QUESTIONS of the MOMENT...

"Is there any way to improve Average Variance Extracted (AVE) in a Latent Variable (LV) X?"

(The APA citation for this paper is Ping, R. A. (2007). "Is there any way to improve Average Variance Extracted (AVE) in a Latent Variable (LV) X?" [on-line paper]. http://home.att.net/~rpingjr/LowAVE.doc)

Low AVE in an LV may or may not always be "fatal" to publishing a model test. Experience suggests that not all reviewers accept AVE as "the" measure of convergent validity, some prefer reliability for reasons that will be explained later. Thus, if an LV is reliable, that may be a sufficient demonstration of convergent validity for some reviewers.
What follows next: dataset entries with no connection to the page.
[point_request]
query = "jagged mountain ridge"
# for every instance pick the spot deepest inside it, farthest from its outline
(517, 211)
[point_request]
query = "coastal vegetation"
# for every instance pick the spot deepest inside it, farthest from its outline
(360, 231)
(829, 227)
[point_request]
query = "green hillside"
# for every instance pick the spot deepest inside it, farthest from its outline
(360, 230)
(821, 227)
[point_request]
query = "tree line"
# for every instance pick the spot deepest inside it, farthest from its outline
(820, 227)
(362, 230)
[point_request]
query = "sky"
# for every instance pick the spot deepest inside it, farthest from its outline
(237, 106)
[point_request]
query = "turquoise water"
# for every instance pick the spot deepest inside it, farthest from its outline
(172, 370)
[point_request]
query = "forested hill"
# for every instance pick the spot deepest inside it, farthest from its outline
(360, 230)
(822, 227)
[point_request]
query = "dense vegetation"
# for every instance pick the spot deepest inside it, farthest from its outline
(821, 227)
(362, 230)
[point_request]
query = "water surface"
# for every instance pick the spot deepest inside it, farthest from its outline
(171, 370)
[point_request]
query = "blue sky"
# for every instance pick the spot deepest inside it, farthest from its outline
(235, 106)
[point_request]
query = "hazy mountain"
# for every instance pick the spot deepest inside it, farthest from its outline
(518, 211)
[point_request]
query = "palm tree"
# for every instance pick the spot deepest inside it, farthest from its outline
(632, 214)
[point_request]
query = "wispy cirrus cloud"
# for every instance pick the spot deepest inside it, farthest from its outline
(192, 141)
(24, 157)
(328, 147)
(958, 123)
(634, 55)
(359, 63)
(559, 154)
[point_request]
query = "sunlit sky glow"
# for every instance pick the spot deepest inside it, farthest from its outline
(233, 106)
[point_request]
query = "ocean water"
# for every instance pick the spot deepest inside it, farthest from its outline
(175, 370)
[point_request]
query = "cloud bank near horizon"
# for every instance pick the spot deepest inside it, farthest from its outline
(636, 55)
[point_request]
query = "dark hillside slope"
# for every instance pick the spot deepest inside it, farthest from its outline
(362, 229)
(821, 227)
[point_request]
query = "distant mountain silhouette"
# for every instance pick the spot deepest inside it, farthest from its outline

However, low AVE can also produce discriminant validity problems (see "Notes on Salesperson-Employer Relationships..." under the "Socio-Economic Relationship Termination" menu pick on the "Home" web page). Nevertheless, because some authors and reviewers do not accept AVE, they may prefer other discriminant validity criteria (see p. 13 of Step V in the "Testing Latent Variable Models with Survey Data" monograph on this web page).

The logic for possibly ignoring AVE might be that most "interesting" theoretical model testing studies involve a "first-time" model and an initial test that together could/should be viewed as largely "exploratory." This "first test" usually uses new measures in new models tested for the first time, etc., and insisting that the new measures be "perfect" may be inappropriate for a "first-time" study because new knowledge would go unpublished until a "perfect" study is attained. The AVE adherents of course might reply that concluding anything from measures that are more than 50% error is ill advised, because there are so few replication studies.

In my opinion, an AVE slightly below 0.50 may be acceptable in a really "interesting" "first-time" study, 1) if it does not produce discriminant validity problems, 2) the diminished AVE is noted and discussed in the Limitations section of the paper, 3) any significant effects involving the low AVE LV's are held to a higher significance requirement (e.g., |t| >= 2.2 rather than |t| >= 2.0), and 4) any discussion of interpretation, and especially implications, involving the low AVE LV's are clearly labeled as "very provisional" and in need of replication. (A little-used procedure for obtaining an additional replication study to "confirm," or at least investigate further, low AVE results is a "Scenario Analysis"--see "Step III" in the "Testing Latent Variable Models with Survey Data" monograph on the previous web page.) The logic would be that the model may be too interesting to suppress its first test. In different words, the focus of the paper should shift to the new theory developed, and the contributions include that more measurement work is needed on the low AVE measures. For emphasis, the alternative with low AVE would be a propositional paper, which might be considerably less "interesting."

Nevertheless, AVE can occasionally be improved by "weeding" a measure by maximizing reliability (reliability and AVE are strongly correlated in real-world data), or using the "EXCEL template for weeding measures..." on the previous web page. In case of discriminant validity problems, a little-known "residual centering" procedure could be used. Please e-mail me for details.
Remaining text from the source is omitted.